Grep regex result not as expected?

2

Using FreeBSD 11.1:

#!/bin/sh

if printf 'abcde.fgh' | grep -iEq '^[^][$^*_-]'; then
    echo "test 1 success"
else
    echo "test 1 fail"
fi

echo

if printf 'abcde.fgh' | grep -iEq '^[^][.$^*_-]'; then
    echo "test 2 success"
else
    echo "test 2 fail"
fi

Output:

test 1 success

grep: Unmatched [ or [^
test 2 fail

But AFAICT these should give the same result. They both contain a condition on the first character (only), that it isn't one of a list of specified non-alphabetic characters. Breakdown of the regex:

  • ^ = start of string
  • [^...] = match if none of these characters
  • Within the list, ] must be the first character, ^ must not be the first, and - must be the last. So ][.^$_- is a valid list of literal characters and the string mustn't match any of them.
  • To avoid confusion note that this means the ][ are literal "]" and "[" chars in the list, not a close-and-reopen of 2 lists.

The only difference between the 2 expressions is the "." but it's inside a list, so it should be treated as not literal . and indeed the first char doesn't match literal "."

What am I missing?
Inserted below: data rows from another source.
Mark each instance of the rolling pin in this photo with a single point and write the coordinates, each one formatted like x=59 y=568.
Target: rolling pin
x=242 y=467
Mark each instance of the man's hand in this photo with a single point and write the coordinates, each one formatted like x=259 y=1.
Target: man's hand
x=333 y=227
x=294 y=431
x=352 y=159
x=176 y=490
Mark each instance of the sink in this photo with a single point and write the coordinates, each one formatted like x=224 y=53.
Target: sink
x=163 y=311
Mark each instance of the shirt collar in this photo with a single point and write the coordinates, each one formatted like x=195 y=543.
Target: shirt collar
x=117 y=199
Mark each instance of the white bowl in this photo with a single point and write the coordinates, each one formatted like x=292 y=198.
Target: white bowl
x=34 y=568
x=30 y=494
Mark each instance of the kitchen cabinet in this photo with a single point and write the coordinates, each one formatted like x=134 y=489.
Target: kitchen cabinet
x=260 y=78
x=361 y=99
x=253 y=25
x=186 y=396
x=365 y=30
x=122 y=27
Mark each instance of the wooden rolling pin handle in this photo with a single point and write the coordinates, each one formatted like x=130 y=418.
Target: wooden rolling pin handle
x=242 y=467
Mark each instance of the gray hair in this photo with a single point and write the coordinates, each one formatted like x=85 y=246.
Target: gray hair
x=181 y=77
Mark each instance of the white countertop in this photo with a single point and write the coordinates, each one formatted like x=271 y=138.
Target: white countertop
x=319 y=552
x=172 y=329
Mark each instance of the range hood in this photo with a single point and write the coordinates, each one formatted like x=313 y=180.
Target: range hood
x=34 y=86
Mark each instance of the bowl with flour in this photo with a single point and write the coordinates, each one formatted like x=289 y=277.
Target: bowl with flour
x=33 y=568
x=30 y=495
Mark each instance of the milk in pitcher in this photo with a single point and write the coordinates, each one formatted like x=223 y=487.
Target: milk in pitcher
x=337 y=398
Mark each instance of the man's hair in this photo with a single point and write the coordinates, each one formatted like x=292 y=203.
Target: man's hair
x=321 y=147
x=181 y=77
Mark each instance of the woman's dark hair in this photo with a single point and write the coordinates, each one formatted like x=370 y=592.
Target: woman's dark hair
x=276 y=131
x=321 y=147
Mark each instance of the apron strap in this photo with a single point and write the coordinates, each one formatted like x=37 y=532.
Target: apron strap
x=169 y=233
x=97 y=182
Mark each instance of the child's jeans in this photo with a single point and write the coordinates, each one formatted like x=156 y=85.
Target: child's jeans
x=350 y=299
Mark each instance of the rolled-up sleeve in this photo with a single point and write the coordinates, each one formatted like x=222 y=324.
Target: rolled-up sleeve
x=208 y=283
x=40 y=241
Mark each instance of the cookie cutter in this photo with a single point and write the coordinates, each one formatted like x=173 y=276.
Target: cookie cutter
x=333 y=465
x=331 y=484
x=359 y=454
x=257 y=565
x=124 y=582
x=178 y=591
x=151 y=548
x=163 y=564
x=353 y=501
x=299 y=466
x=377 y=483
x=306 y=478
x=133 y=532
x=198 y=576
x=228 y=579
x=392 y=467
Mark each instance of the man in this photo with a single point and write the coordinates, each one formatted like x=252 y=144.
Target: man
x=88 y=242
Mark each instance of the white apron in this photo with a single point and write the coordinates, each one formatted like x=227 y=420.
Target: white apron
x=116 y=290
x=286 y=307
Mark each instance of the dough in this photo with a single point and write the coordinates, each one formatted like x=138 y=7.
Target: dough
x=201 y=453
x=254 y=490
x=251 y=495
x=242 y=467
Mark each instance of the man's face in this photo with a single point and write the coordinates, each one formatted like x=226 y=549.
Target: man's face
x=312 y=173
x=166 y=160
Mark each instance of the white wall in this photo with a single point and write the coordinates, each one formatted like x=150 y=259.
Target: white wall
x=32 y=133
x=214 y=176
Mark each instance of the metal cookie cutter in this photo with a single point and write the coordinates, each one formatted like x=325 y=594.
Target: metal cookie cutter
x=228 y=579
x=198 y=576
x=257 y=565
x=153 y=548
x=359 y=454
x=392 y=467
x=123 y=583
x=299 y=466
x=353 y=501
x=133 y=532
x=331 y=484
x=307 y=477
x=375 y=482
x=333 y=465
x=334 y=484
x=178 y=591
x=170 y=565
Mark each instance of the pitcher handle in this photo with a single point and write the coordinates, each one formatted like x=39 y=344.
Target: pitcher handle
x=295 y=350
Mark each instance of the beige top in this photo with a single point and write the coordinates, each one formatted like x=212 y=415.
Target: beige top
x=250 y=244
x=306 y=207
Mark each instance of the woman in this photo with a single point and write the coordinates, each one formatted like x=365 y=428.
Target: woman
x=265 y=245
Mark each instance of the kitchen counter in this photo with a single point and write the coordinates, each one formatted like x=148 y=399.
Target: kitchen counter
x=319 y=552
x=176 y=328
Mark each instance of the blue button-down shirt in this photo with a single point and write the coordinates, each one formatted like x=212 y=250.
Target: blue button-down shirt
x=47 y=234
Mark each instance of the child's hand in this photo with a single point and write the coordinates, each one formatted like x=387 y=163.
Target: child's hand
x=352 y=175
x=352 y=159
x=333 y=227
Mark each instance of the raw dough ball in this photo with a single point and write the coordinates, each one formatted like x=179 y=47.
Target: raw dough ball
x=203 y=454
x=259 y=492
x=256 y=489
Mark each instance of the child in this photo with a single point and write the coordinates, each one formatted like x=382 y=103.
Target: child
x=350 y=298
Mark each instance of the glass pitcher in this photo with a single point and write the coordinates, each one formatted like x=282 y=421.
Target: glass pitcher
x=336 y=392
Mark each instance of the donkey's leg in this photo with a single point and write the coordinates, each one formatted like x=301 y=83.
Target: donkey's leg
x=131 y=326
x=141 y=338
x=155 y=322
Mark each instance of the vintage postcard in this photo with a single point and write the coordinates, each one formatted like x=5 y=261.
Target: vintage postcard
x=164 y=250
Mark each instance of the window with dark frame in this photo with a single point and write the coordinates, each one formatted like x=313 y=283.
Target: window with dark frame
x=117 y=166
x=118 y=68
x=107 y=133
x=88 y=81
Something very obvious and simple, probably?

Stilez

Posted 2018-08-07T01:06:00.517

Reputation: 1 183

Answers

3

You are missing a few other syntax rules. Within a bracket expansion, in addition to plain ranges, there are also a few types of multi-character expressions which start with a [. (See the regex(7) manual for Linux or FreeBSD at "With the exception of these and some combinations using '[' (see next paragraphs)".) These are:

  • Collating elements: [..]
  • Equivalence classes: [==]
  • Character classes: [::]

(You might have seen or used such expressions as [[:digit:]] – these are actually a character class [:digit:] that happens to be the lone element of a […] bracket expansion.)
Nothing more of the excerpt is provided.